Background: Recent randomized clinical trials suggested that eradication of Helicobacter pylori prior to initiation of non-steroidal anti-inflammatory drug (NSAID) therapy would reduce the rate of peptic ulcer disease (PUD).
Objective: To analyze the cost-effectiveness of H. pylori eradication prior to initiation of long-term NSAID therapy for prevention of NSAID-induced PUD in a cohort of Chinese patients at high risk for PUD.
Methods: Clinical and economic data of 100 participants from a previously reported clinical trial conducted in Hong Kong were analyzed. Patients with a history of peptic ulcers were randomized to 1-week omeprazole 20 mg, amoxicillin 1 g and clarithromycin 500 mg twice daily (eradication group; n = 51) or 1-week omeprazole 20 mg twice daily (omeprazole group; n = 49) before initiation of diclofenac 100 mg daily for 6 months. The rates of PUD and healthcare utilization for routine follow-up as well as for management of symptomatic PUD of the 2 groups were retrieved from medical records.

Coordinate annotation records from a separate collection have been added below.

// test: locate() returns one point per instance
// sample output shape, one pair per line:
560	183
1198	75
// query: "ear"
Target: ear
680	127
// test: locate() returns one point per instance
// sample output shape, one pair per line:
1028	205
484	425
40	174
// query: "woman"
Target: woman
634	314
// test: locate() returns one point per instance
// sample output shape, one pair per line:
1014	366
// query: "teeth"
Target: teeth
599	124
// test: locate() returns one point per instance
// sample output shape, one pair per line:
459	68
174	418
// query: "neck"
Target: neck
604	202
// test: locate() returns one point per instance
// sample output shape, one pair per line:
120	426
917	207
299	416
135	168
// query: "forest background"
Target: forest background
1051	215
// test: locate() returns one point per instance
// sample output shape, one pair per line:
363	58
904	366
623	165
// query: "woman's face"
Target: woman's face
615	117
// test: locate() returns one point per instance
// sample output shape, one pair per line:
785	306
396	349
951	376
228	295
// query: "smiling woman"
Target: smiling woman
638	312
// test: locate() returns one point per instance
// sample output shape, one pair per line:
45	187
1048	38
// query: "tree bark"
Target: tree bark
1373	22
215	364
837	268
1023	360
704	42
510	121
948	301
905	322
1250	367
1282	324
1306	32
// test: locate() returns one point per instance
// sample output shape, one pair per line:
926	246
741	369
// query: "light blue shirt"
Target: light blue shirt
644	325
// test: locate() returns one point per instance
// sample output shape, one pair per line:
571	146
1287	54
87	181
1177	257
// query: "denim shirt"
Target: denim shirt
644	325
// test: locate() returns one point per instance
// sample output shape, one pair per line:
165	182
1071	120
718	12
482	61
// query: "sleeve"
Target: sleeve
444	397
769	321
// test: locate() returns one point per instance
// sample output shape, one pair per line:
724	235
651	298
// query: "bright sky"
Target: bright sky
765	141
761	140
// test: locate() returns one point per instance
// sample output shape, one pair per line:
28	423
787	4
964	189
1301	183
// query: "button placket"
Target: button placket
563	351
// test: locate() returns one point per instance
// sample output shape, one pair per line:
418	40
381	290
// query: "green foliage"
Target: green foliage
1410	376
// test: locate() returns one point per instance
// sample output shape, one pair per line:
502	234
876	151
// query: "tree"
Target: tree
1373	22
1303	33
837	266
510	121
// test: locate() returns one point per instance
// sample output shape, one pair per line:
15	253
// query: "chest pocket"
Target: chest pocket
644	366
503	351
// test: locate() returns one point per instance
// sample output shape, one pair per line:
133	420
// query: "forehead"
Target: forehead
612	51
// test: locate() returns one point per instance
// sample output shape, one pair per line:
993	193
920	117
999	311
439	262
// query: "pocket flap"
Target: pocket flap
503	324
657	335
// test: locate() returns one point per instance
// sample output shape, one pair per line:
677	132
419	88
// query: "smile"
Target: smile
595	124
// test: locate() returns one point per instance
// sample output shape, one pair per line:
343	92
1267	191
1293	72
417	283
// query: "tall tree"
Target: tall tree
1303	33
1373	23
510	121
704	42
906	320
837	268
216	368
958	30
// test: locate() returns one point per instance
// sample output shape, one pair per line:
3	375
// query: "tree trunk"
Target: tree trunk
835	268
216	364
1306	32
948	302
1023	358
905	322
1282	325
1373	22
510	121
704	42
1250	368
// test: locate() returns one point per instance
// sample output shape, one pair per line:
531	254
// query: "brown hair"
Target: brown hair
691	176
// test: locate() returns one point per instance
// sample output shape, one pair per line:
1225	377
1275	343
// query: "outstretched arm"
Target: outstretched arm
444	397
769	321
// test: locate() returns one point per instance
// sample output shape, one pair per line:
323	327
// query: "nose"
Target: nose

Results: The rate of symptomatic ulcers in eradication group and omeprazole group were 3.9% and 18%, respectively. The mean direct medical cost of the eradication group was significantly lower than that of the omeprazole group by 30% (US dollar 797 (95% CI = 685 - 909) versus US dollar 1,128 (95% CI = 879 - 1,377)) (p = 0.018). The results were robust to variation of all the cost items.
Conclusions: H. pylori eradication prior to initiation of NSAID therapy appeared to reduce the ulcer rate and mean direct medical cost when compared to no eradication for Chinese H. pylori-infected NSAID users at high risk for PUD.